Republicans in Congress are moving this week to help President Donald Trump roll back business regulations imposed by the Obama administration, with a focus on the oil, gas and mining industries.
The Republicans want to use the Congressional Review Act, a 1996 law that has until now been used to strike down a regulation only once, to achieve a speedy rollback of regulations introduced in the Obama administration’s final year.
Rules covering the wastage of gas from oil production, payments to governments around the world by natural resources companies, and pollution of streams by the coal mining industry are among the first targets.
Mr Trump has put a vow to slash government regulation at the heart of his pledge to create jobs and spur economic growth by energising US business.
Since the election the president has repeatedly promised to cut regulation by “75 per cent”, and on Monday he signed an executive order demanding that any proposed new regulation should be matched by two identified for repeal.
Republicans in the House of Representatives have already passed legislation intended to remove existing regulations and limit the introduction of new ones, but they are unlikely to pass the Senate in the face of Democratic opposition.
The CRA, however, gives lawmakers the power to strike down regulations finalised in the last seven months of the Obama administration, one by one.

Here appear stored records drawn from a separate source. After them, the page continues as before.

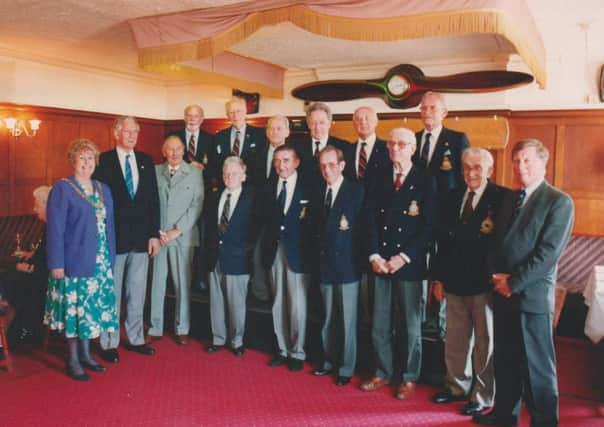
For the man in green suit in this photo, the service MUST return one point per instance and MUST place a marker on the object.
(532, 230)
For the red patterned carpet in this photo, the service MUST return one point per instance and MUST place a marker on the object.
(184, 386)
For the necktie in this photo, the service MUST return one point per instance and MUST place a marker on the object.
(282, 196)
(426, 150)
(224, 217)
(362, 160)
(236, 144)
(398, 182)
(192, 147)
(317, 144)
(129, 179)
(466, 213)
(328, 200)
(519, 201)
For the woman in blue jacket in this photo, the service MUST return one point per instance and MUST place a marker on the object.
(80, 300)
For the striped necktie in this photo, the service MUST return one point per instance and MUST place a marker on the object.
(129, 179)
(362, 160)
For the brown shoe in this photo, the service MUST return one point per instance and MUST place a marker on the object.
(152, 338)
(181, 339)
(373, 383)
(405, 391)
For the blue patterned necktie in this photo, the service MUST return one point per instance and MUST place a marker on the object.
(129, 179)
(425, 154)
(283, 196)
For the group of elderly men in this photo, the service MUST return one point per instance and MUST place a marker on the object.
(389, 213)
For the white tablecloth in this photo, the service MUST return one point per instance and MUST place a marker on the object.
(594, 298)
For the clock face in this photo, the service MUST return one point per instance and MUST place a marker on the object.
(398, 85)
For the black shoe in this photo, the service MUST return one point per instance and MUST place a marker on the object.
(278, 360)
(141, 349)
(473, 408)
(491, 419)
(94, 367)
(295, 365)
(213, 348)
(111, 355)
(78, 377)
(322, 372)
(342, 380)
(446, 397)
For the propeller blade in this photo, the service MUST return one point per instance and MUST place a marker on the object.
(337, 90)
(473, 82)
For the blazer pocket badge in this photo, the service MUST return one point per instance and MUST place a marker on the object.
(344, 225)
(487, 226)
(446, 163)
(413, 208)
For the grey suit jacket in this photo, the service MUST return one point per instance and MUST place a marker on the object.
(180, 201)
(530, 246)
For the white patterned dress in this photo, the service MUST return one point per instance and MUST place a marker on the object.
(85, 306)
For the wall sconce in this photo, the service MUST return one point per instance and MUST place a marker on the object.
(17, 127)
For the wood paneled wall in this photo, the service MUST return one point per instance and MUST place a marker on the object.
(575, 139)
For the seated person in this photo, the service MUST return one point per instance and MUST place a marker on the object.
(24, 287)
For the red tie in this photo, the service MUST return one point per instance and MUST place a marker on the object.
(236, 144)
(362, 160)
(398, 182)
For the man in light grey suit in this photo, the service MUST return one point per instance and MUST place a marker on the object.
(180, 188)
(532, 230)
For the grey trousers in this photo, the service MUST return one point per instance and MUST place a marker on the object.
(469, 347)
(260, 278)
(290, 291)
(227, 307)
(177, 260)
(407, 295)
(339, 331)
(130, 273)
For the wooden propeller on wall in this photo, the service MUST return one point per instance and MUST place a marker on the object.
(404, 85)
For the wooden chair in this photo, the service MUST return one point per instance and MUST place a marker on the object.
(7, 361)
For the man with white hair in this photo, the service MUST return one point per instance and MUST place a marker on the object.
(464, 232)
(400, 230)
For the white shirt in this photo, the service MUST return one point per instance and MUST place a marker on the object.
(188, 136)
(290, 187)
(368, 150)
(477, 195)
(531, 189)
(322, 144)
(241, 138)
(121, 155)
(335, 187)
(269, 159)
(234, 199)
(435, 133)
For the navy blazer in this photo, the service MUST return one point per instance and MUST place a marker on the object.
(445, 164)
(136, 220)
(253, 143)
(463, 246)
(295, 230)
(309, 166)
(402, 221)
(203, 154)
(340, 239)
(72, 229)
(529, 247)
(379, 159)
(234, 249)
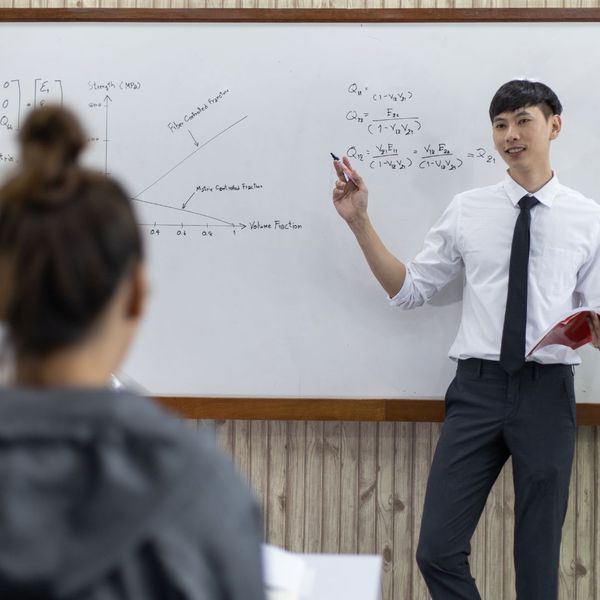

The law sets a deadline of 60 legislative days after a regulation has been submitted to Congress for it to be reviewed, but the clock resets in a new session. That means any regulation submitted after June 13, 2016, will be open to review until late March or early April this year.
Kevin McCarthy, the Republican majority leader in the House, wrote in a column for the Wall Street Journal last week that Congress would “repeal as many job-killing and ill-conceived regulations as possible”.
Once the House votes on a resolution to scrap a regulation, it must pass the Senate — where Democrats will not be able to use the filibuster techniques they can use to block other legislation — and is then sent to the president for his approval. The law is particularly powerful because any future administration is not allowed to bring the regulation back in “substantially the same form”, unless fresh legislation authorises it.
Votes on the first resolutions on the House floor are expected on Wednesday and Thursday, according to a House leadership aide.
One of the first targets is the Securities and Exchange Commission rule requiring oil, gas and mining companies to report details of payments to countries where they operate, to comply with Section 1504 of the 2010 Dodd-Frank financial regulation act. On Monday, Jim Inhofe, a senator from Oklahoma, and Bill Huizenga, a congressman from Michigan, filed a “resolution of disapproval” of the regulation under the CRA in the Senate.
Campaigners for financial transparency in developing countries urged Congress to defend the rule, which is similar to requirements imposed by Britain and France. Isabel Munilla, a policy adviser at Oxfam, said: “A vote for this resolution is a vote for corruption.”
The American Petroleum Institute, the oil industry group, argues that by imposing tougher requirements than most other jurisdictions, the rule will put US-listed groups at a competitive disadvantage when trying to win contracts around the world.
Congress is also moving to scrap the Bureau of Land Management’s curbs on venting and flaring gas from oil and gas production on public and tribal lands. The API says the rules could prove counter-productive to efforts to reduce wastage by stifling innovation, while raising costs and impeding oil and gas production.
Mark Brownstein of the Environmental Defense Fund, a group that has championed efforts to stop gas being wasted, said the move showed “how aggressively the US oil and gas industry is pursuing its anti-regulation agenda”.
He added: “The industry is talking about a rollback of regulations that require private companies to take proper care of these public resources.”
The other energy-related regulation to face the axe is known as the stream protection rule. It imposes requirements on coal mining companies to prevent water pollution and damage to wildlife, and to restore mined areas after operations end. Thirteen states led by Ohio and West Virginia earlier this month sued to block the rule, saying it violates the states’ rights to control coal mining regulations, and “effectively makes mining impossible in vast areas of the country”.
There are two other regulations that the House is this week moving towards striking down: one monitoring compliance with labour laws by subcontractors on government projects, and another that makes it more difficult for social security recipients with “a disabling mental impairment” to buy guns.